You see that the anchor and bounding boxes are expressed as a vector of N by 4. In each N you will find 4 values that can be interpreted as bounding box coordinates.
The formula can be found in this tensorflow code, commented at line 57. https://github.com/tensorflow/tensorflow/blob/master/tensorflow/lite/kernels/detection_postprocess.c
Ssd mobilenet v2 is based arround anchors, each anchor can be considered as a "window" in the image where the model is zooming and looking for a particular object. These windows vary in sizes depending on the model depth ( relative to first input layer). At the first layer where we still have a lot of spatial information, the anchor will be small because we could expect to find the features of a small cup for instance. Has we go deeper in the model, the original images is getting more and more convoluted, hence we lack spatial information but have more meaning, since the we went through multiple layers that extracted the "meaning" within the image, here we search in bigger anchors.

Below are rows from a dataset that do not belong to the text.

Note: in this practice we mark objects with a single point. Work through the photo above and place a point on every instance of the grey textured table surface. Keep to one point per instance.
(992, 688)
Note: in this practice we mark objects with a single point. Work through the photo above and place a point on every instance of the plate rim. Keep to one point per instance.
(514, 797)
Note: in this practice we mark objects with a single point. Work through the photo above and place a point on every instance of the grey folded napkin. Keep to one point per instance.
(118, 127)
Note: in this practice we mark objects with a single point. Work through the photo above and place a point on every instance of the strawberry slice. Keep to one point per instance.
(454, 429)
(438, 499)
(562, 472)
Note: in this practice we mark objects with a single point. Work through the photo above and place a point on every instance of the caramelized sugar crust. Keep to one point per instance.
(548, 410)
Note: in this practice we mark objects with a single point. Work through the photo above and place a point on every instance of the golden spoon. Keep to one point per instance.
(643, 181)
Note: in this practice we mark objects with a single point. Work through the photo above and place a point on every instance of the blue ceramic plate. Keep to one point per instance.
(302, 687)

The modelzoo has changed quite a lot I could not find the python training script that also have some pointers to help you decode the output.
Hi @alexandre200 ,
Thanks for your help. I've tried to calculate the bounding boxes coordinates using anchors values, as explained in the link you provided :
// Object Detection model produces axis-aligned boxes in two formats:
// BoxCorner represents the upper left corner (xmin, ymin) and
// the lower right corner (xmax, ymax).
// CenterSize represents the center (xcenter, ycenter), height and width.

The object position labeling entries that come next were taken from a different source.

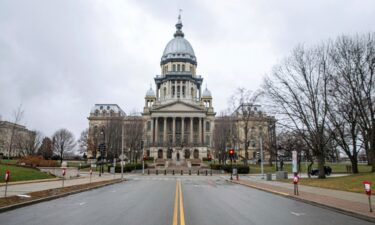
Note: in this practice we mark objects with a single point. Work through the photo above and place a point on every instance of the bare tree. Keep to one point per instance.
(17, 117)
(222, 135)
(353, 59)
(298, 88)
(28, 143)
(133, 135)
(63, 142)
(45, 149)
(83, 141)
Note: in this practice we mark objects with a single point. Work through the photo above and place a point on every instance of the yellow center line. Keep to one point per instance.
(182, 214)
(175, 210)
(178, 196)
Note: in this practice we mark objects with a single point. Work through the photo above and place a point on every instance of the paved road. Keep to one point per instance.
(168, 200)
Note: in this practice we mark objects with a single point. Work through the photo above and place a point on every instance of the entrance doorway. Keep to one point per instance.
(169, 153)
(160, 154)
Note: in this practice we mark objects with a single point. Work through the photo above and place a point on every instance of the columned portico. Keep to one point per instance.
(179, 108)
(165, 130)
(174, 130)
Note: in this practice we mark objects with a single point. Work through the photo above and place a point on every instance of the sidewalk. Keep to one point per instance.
(40, 185)
(354, 204)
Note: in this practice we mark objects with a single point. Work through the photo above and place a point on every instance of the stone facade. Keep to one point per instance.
(261, 133)
(15, 134)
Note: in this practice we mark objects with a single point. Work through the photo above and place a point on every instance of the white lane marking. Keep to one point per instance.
(24, 196)
(298, 214)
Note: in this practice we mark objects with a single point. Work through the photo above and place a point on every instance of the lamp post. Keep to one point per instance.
(261, 154)
(102, 152)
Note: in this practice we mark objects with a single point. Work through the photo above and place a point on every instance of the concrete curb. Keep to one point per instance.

// BoxCornerEncoding and CenterSizeEncoding are related as follows:
// ycenter = y / y_scale * anchor.h + anchor.y;
// xcenter = x / x_scale * anchor.w + anchor.x;
// half_h = 0.5*exp(h/ h_scale)) * anchor.h;
// half_w = 0.5*exp(w / w_scale)) * anchor.w;
// ymin = ycenter - half_h
// ymax = ycenter + half_h
// xmin = xcenter - half_w
// xmax = xcenter + half_w
Unfortunately, the bounding boxes I'm getting from these calculation are still not relevant. For example, here is the result when I'm using the model ssd_mobilenet_v2_fpnlite_035_416_int8.tflite
provided in this repository, which is trained for person detection :
And here is the Python script :
import numpy as np
import tensorflow as tf
import cv2
y_scale = 10.0
x_scale = 10.0
h_scale = 5.0
w_scale = 5.0
# Get images stream from the webcam
image_height, image_width = 480, 640
cap = cv2.VideoCapture(0)
cap.set(cv2.CAP_PROP_FRAME_WIDTH, image_width)

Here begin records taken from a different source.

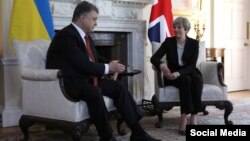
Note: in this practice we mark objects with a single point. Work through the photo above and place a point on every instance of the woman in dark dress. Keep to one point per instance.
(180, 70)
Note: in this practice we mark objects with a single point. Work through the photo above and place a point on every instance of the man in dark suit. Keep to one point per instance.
(69, 51)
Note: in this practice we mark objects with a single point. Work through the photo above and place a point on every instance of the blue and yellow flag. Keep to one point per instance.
(31, 20)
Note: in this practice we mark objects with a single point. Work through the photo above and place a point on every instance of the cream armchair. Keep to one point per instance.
(44, 99)
(214, 90)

cap.set(cv2.CAP_PROP_FRAME_HEIGHT, image_height)
# Load TFLite model
interpreter = tf.lite.Interpreter(model_path="ssd_mobilenet_v2_fpnlite_035_416_int8.tflite")
interpreter.allocate_tensors()
# Get input and ouput details of the model
input_details = interpreter.get_input_details()
output_details = interpreter.get_output_details()
model_image_height = input_details[0]['shape'][1]
model_image_width = input_details[0]['shape'][2]
# Process images from video stream
while True:
ret, frame = cap.read()
# Preprocess the input image
frame_rgb = cv2.cvtColor(frame, cv2.COLOR_BGR2RGB)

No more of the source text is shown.